Solidarité, innovation et recherche

Cette nouvelle donne passe d’abord par la solidarité entre grandes et petites entreprises. Un code de bonne pratique a déjà été signé et la question des délais de paiement est en cours d’examen. Le député Martial Saddier doit rendre ses conclusions sur le sujet. L’objectif est d’aligner les pratiques françaises sur celles des autres pays européens. Les acteurs de la filière automobile ont jusqu’au 15 janvier pour aboutir à un accord. Si tel n’était pas le cas, Dominique de Villepin proposerait de passer par la voie législative.

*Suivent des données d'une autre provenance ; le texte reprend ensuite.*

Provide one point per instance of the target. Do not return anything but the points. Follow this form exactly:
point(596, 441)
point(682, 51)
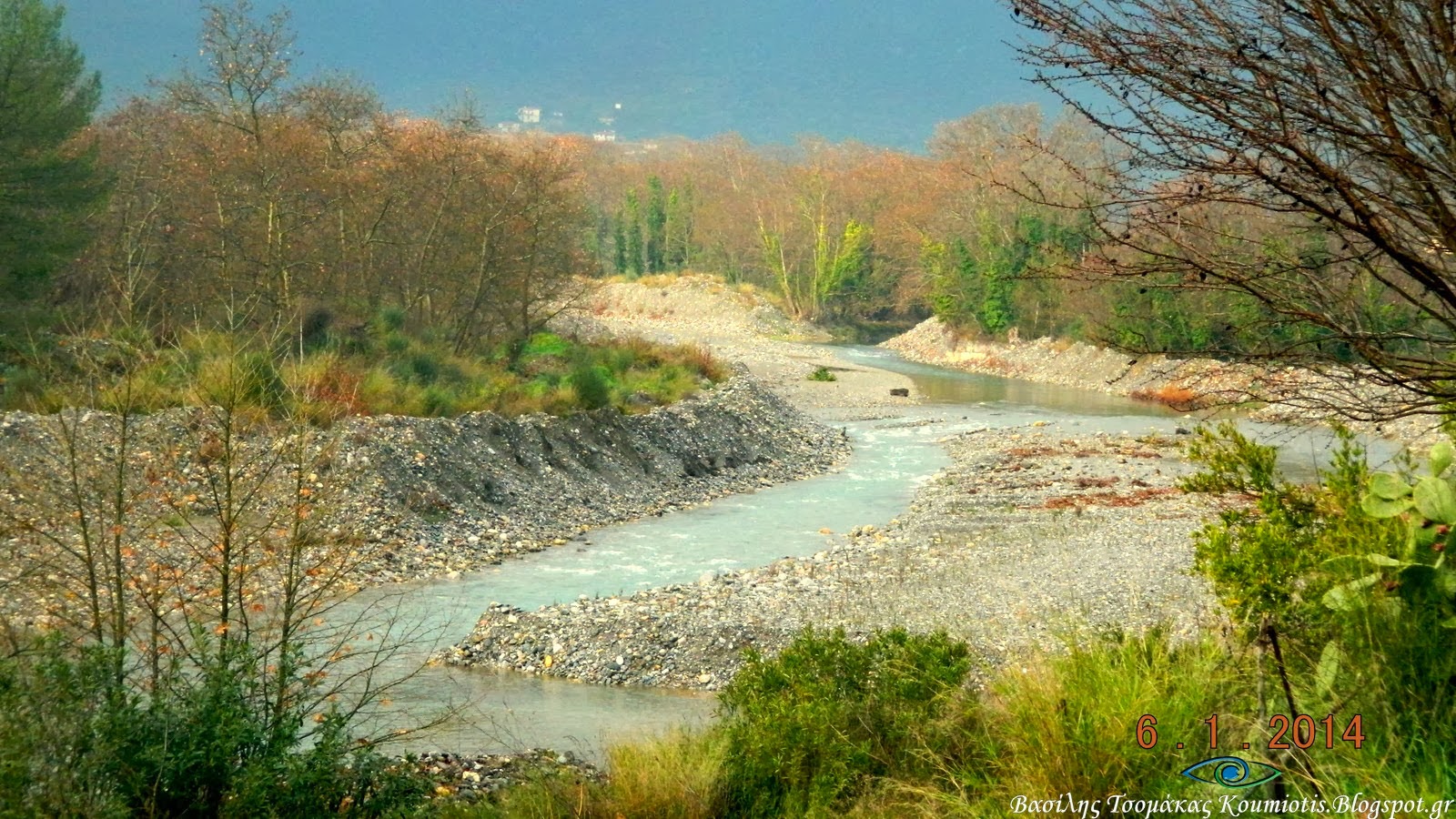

Second principe de la nouvelle donne en faveur de l’industrie automobile : l’innovation et la recherche. Au-delà des 120 millions d’euros engagés en 2006, notamment pour soutenir le projet de moteur hybride diesel, le Premier ministre a pris deux engagements :

-Le même montant sera débloqué en 2007 ;

-Le plafonnement par société du crédit d’impôt recherche sera doublé pour atteindre 16 milliards d’euros.

Au-delà de ses mesures, Dominique de Villepin a estimé qu’il ne fallait pas refuser le débat sur l’appréciation de l’euro et "ses conséquences sur nos exportations". Il a souhaité la mise en place de règles du jeu à l’échelle internationale, "notamment en matière environnementale".